Cross-Validation Utilities¶

The cv module provides functions for robust threshold estimation using cross-validation techniques.

Cross-Validation Functions¶

optimal_cutoffs.cv.cross_validate(y_true: Buffer | _SupportsArray[dtype[Any]] | _NestedSequence[_SupportsArray[dtype[Any]]] | complex | bytes | str | _NestedSequence[complex | bytes | str], y_score: Buffer | _SupportsArray[dtype[Any]] | _NestedSequence[_SupportsArray[dtype[Any]]] | complex | bytes | str | _NestedSequence[complex | bytes | str], *, metric: str = 'f1', cv: int = 5, random_state: int | None = None, **optimize_kwargs) tuple[ndarray, ndarray][source]¶

Cross-validate threshold optimization.

Parameters:
  • y_true (array-like) – True labels

  • y_score (array-like) – Predicted scores/probabilities

  • metric (str, default="f1") – Metric to optimize and evaluate

  • cv (int, default=5) – Number of cross-validation folds

  • random_state (int, optional) – Random seed for reproducibility

  • **optimize_kwargs – Additional arguments passed to optimize_thresholds()

Returns:

Arrays of per-fold thresholds and scores.

Return type:

tuple[np.ndarray, np.ndarray]

Examples

>>> thresholds, scores = cross_validate(y_true, y_scores, metric="f1", cv=5)
>>> print(f"CV Score: {np.mean(scores):.3f} ± {np.std(scores):.3f}")
optimal_cutoffs.cv.nested_cross_validate(y_true: Buffer | _SupportsArray[dtype[Any]] | _NestedSequence[_SupportsArray[dtype[Any]]] | complex | bytes | str | _NestedSequence[complex | bytes | str], y_score: Buffer | _SupportsArray[dtype[Any]] | _NestedSequence[_SupportsArray[dtype[Any]]] | complex | bytes | str | _NestedSequence[complex | bytes | str], *, metric: str = 'f1', inner_cv: int = 3, outer_cv: int = 5, random_state: int | None = None, **optimize_kwargs) tuple[ndarray, ndarray][source]¶

Nested cross-validation for unbiased threshold optimization evaluation.

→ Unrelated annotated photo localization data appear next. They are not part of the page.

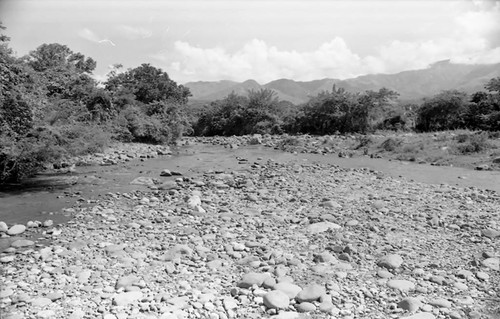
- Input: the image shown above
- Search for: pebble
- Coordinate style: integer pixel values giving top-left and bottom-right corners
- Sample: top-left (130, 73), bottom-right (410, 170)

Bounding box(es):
top-left (397, 297), bottom-right (422, 312)
top-left (387, 279), bottom-right (415, 292)
top-left (481, 258), bottom-right (499, 270)
top-left (263, 290), bottom-right (290, 309)
top-left (296, 301), bottom-right (316, 312)
top-left (7, 224), bottom-right (26, 235)
top-left (274, 282), bottom-right (302, 299)
top-left (112, 291), bottom-right (143, 306)
top-left (237, 272), bottom-right (270, 288)
top-left (378, 254), bottom-right (403, 269)
top-left (295, 283), bottom-right (326, 302)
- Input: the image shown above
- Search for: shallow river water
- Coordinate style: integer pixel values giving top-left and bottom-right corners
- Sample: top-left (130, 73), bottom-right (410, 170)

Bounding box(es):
top-left (1, 143), bottom-right (499, 226)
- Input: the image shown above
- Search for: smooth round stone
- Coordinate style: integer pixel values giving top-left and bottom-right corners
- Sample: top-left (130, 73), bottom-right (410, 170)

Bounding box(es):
top-left (263, 290), bottom-right (290, 309)
top-left (453, 282), bottom-right (468, 290)
top-left (306, 222), bottom-right (341, 234)
top-left (237, 272), bottom-right (270, 288)
top-left (10, 239), bottom-right (35, 248)
top-left (378, 254), bottom-right (403, 269)
top-left (296, 302), bottom-right (316, 312)
top-left (387, 279), bottom-right (415, 292)
top-left (377, 269), bottom-right (394, 278)
top-left (31, 297), bottom-right (52, 307)
top-left (274, 282), bottom-right (302, 299)
top-left (404, 313), bottom-right (436, 319)
top-left (115, 275), bottom-right (140, 290)
top-left (0, 288), bottom-right (14, 298)
top-left (0, 221), bottom-right (8, 232)
top-left (36, 310), bottom-right (56, 319)
top-left (481, 258), bottom-right (499, 271)
top-left (295, 283), bottom-right (326, 302)
top-left (112, 291), bottom-right (143, 306)
top-left (428, 298), bottom-right (452, 308)
top-left (397, 297), bottom-right (422, 312)
top-left (476, 272), bottom-right (489, 281)
top-left (0, 255), bottom-right (15, 263)
top-left (7, 225), bottom-right (26, 236)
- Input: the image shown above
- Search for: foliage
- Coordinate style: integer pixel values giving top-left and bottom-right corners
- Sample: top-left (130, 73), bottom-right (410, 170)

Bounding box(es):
top-left (415, 90), bottom-right (469, 131)
top-left (194, 89), bottom-right (284, 136)
top-left (452, 132), bottom-right (492, 154)
top-left (0, 24), bottom-right (191, 183)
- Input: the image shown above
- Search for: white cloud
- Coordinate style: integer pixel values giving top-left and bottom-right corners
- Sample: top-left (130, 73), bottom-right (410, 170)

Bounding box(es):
top-left (154, 0), bottom-right (500, 83)
top-left (78, 28), bottom-right (115, 46)
top-left (116, 25), bottom-right (152, 40)
top-left (167, 38), bottom-right (375, 82)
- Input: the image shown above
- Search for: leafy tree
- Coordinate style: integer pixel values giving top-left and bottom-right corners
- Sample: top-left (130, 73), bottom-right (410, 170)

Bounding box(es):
top-left (105, 63), bottom-right (191, 105)
top-left (416, 90), bottom-right (469, 131)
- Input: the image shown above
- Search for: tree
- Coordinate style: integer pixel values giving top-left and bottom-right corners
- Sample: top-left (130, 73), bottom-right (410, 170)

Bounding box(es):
top-left (26, 43), bottom-right (96, 73)
top-left (416, 90), bottom-right (469, 131)
top-left (105, 63), bottom-right (191, 105)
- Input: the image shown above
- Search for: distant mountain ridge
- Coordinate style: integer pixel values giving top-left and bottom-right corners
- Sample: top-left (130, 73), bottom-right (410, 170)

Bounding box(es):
top-left (185, 61), bottom-right (500, 104)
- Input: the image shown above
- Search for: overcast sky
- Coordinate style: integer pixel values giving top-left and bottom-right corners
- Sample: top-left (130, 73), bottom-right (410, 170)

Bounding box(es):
top-left (1, 0), bottom-right (500, 84)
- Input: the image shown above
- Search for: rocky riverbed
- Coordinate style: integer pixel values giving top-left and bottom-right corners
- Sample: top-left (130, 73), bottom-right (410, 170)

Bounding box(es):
top-left (1, 138), bottom-right (499, 319)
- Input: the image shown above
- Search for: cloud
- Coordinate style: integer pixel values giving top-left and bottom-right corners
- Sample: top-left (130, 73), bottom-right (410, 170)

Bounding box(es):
top-left (78, 28), bottom-right (115, 46)
top-left (116, 25), bottom-right (152, 40)
top-left (157, 0), bottom-right (500, 83)
top-left (167, 38), bottom-right (376, 82)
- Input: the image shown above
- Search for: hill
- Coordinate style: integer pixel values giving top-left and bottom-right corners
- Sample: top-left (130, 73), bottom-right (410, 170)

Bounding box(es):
top-left (185, 61), bottom-right (500, 104)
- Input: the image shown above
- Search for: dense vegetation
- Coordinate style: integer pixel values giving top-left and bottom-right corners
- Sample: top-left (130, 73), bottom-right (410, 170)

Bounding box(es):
top-left (1, 22), bottom-right (499, 183)
top-left (0, 23), bottom-right (191, 183)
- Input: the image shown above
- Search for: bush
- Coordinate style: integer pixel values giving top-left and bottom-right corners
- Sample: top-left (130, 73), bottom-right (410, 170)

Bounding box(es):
top-left (453, 132), bottom-right (492, 154)
top-left (379, 138), bottom-right (402, 152)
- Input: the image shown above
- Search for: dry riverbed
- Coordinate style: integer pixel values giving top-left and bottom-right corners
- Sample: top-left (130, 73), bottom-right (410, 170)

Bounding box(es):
top-left (0, 137), bottom-right (499, 319)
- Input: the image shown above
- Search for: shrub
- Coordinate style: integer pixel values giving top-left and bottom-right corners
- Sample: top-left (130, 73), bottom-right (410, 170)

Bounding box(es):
top-left (453, 132), bottom-right (492, 154)
top-left (379, 138), bottom-right (402, 152)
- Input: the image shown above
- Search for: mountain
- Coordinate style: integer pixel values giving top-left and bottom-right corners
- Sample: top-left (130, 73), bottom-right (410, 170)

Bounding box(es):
top-left (184, 61), bottom-right (500, 104)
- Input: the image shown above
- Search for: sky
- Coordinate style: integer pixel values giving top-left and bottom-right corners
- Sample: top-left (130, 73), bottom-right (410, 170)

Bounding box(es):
top-left (1, 0), bottom-right (500, 84)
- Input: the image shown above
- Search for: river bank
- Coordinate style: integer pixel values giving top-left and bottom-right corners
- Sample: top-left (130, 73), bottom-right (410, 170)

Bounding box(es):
top-left (0, 137), bottom-right (499, 319)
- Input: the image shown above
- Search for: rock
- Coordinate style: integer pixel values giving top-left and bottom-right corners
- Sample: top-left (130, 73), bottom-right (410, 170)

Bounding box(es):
top-left (237, 272), bottom-right (270, 288)
top-left (68, 308), bottom-right (86, 319)
top-left (45, 292), bottom-right (63, 301)
top-left (42, 220), bottom-right (53, 227)
top-left (274, 312), bottom-right (300, 319)
top-left (481, 258), bottom-right (499, 271)
top-left (36, 310), bottom-right (56, 318)
top-left (0, 255), bottom-right (15, 263)
top-left (10, 239), bottom-right (35, 248)
top-left (481, 228), bottom-right (500, 239)
top-left (158, 181), bottom-right (179, 190)
top-left (160, 169), bottom-right (173, 176)
top-left (7, 225), bottom-right (26, 236)
top-left (263, 290), bottom-right (290, 309)
top-left (378, 254), bottom-right (403, 269)
top-left (403, 313), bottom-right (436, 319)
top-left (319, 200), bottom-right (342, 208)
top-left (116, 275), bottom-right (140, 290)
top-left (274, 282), bottom-right (302, 299)
top-left (295, 283), bottom-right (326, 302)
top-left (0, 221), bottom-right (8, 232)
top-left (397, 297), bottom-right (422, 312)
top-left (130, 177), bottom-right (155, 187)
top-left (112, 291), bottom-right (143, 306)
top-left (31, 297), bottom-right (52, 307)
top-left (387, 279), bottom-right (415, 292)
top-left (428, 298), bottom-right (452, 308)
top-left (306, 222), bottom-right (341, 234)
top-left (296, 302), bottom-right (316, 312)
top-left (314, 251), bottom-right (337, 263)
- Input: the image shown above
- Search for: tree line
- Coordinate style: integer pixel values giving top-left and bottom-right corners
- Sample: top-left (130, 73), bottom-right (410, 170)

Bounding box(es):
top-left (1, 23), bottom-right (499, 183)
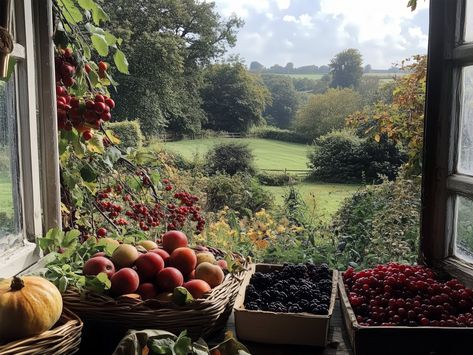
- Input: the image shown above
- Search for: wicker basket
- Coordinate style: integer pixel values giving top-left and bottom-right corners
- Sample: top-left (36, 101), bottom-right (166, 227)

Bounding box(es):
top-left (63, 250), bottom-right (247, 339)
top-left (0, 308), bottom-right (83, 355)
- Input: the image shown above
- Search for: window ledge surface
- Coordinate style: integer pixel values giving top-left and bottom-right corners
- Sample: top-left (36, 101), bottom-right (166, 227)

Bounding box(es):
top-left (0, 241), bottom-right (41, 278)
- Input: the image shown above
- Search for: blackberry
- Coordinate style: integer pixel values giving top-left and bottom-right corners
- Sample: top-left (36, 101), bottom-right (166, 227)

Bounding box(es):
top-left (246, 302), bottom-right (260, 310)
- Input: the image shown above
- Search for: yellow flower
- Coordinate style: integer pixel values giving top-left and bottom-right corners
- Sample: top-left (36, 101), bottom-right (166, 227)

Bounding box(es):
top-left (276, 225), bottom-right (286, 233)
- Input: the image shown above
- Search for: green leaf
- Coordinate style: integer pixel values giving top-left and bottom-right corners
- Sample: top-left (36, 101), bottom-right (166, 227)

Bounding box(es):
top-left (173, 331), bottom-right (192, 355)
top-left (148, 338), bottom-right (175, 355)
top-left (104, 31), bottom-right (117, 46)
top-left (80, 165), bottom-right (98, 182)
top-left (58, 275), bottom-right (69, 293)
top-left (172, 286), bottom-right (194, 306)
top-left (85, 273), bottom-right (111, 293)
top-left (91, 34), bottom-right (109, 56)
top-left (78, 0), bottom-right (94, 10)
top-left (91, 4), bottom-right (110, 25)
top-left (113, 49), bottom-right (129, 74)
top-left (58, 0), bottom-right (83, 24)
top-left (87, 134), bottom-right (105, 154)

Inner CV: Optimizes thresholds Outer CV: Evaluates the optimization procedure

Parameters:
  • y_true (array-like) – True labels

  • y_score (array-like) – Predicted scores/probabilities

  • metric (str, default="f1") – Metric to optimize and evaluate

  • inner_cv (int, default=3) – Number of inner CV folds (for threshold optimization)

  • outer_cv (int, default=5) – Number of outer CV folds (for evaluation)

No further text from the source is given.